I was surprised to notice before the screening of Casuistry last night at the Cinematheque a series of pamphlets spread out on a counter -- pamphlets for PETA and other organisations with titles like "What's Wrong with Dairy?," "What's Wrong with Leather," "Pet Shops and Puppy Mills," and "Factory Farming." Had some protesters made demands that such material be made available? I asked Kier-la (pronounced, by the way, "Kayla"), and she said no. Aware of the controversy of the film, which has drawn bomb threats, death threats, and strenuous protests at other venues, she decided to act preemptively and put a table of material outside, to make clear to any protesters who came that she was not their enemy and that the festival shared in their concerns. No one showed, and so she brought the pamphlets indoors; either the event occured below the animal-rights-groups radar, or enough of them have finally seen the film to understand that there is nothing in it for them to be upset about. (It may also be possible that enough time has elapsed that people just don't care anymore -- all public hysterias have their best-before dates). I'd asked Zev Asher about the protests, which targeted him and his film as much as Power: which side of the story left him more uncomfortable, the animal rights activists or Power? Now that I've finally seen the film can I actually appreciate his answer: "The animal rights activists make me more uncomfortable because I don't understand their motives. The film serves their cause very well. They are simply too closed-minded to see it in that regard. Jesse Power made me a bit uncomfortable at first but that was due to the media's portrayal of him as some sort of serial killer in the making. Once I got to know him a bit, everything was fine. He's a nice guy, despite what he did in the past..."

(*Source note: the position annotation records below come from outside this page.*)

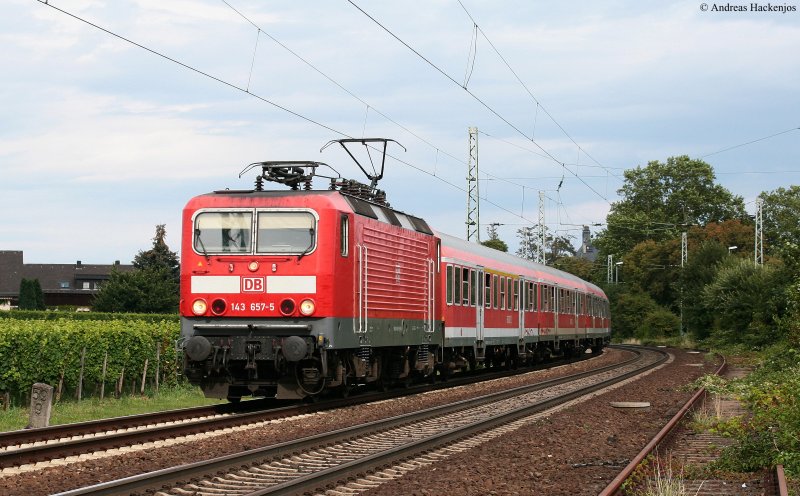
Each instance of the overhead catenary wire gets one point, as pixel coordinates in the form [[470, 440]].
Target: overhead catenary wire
[[477, 99], [247, 92], [751, 142]]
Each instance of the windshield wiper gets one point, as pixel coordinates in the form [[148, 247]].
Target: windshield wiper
[[202, 245], [310, 246]]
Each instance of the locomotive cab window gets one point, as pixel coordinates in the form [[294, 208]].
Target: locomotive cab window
[[285, 232], [223, 232]]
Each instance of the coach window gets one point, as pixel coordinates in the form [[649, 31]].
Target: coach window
[[488, 291], [496, 299], [546, 301], [285, 232], [529, 302], [473, 290], [449, 275], [515, 283], [542, 292], [344, 232], [465, 286], [223, 232]]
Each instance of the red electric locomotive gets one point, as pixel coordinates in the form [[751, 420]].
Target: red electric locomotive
[[295, 292]]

Casuistry is not a particularly easy film to watch, but it's a morally serious inquiry into our nature that provides ample fuel for thought. People kill things, and sometimes do it very cruelly; however wrong Power's actions were, the conclusion Casuistry forces us to draw is that he intended the action in the spirit of serious moral inquiry. He's a confused young man with an intense conscience, not an evil pet-killer with none; Zev Asher has managed to undo some of the hysteria that greeted the case and to ask precisely those questions which motivated Power in the first place, and they're things all of us should contemplate. Thanks to Kier-la for having brought the film to Vancouver (I'll miss Cinemuerte! ...And never yet have I won a DVD draw!), thanks to Zev Asher for having assented to the interview (good luck in Venice!) and thanks to Terminal City for having published my piece!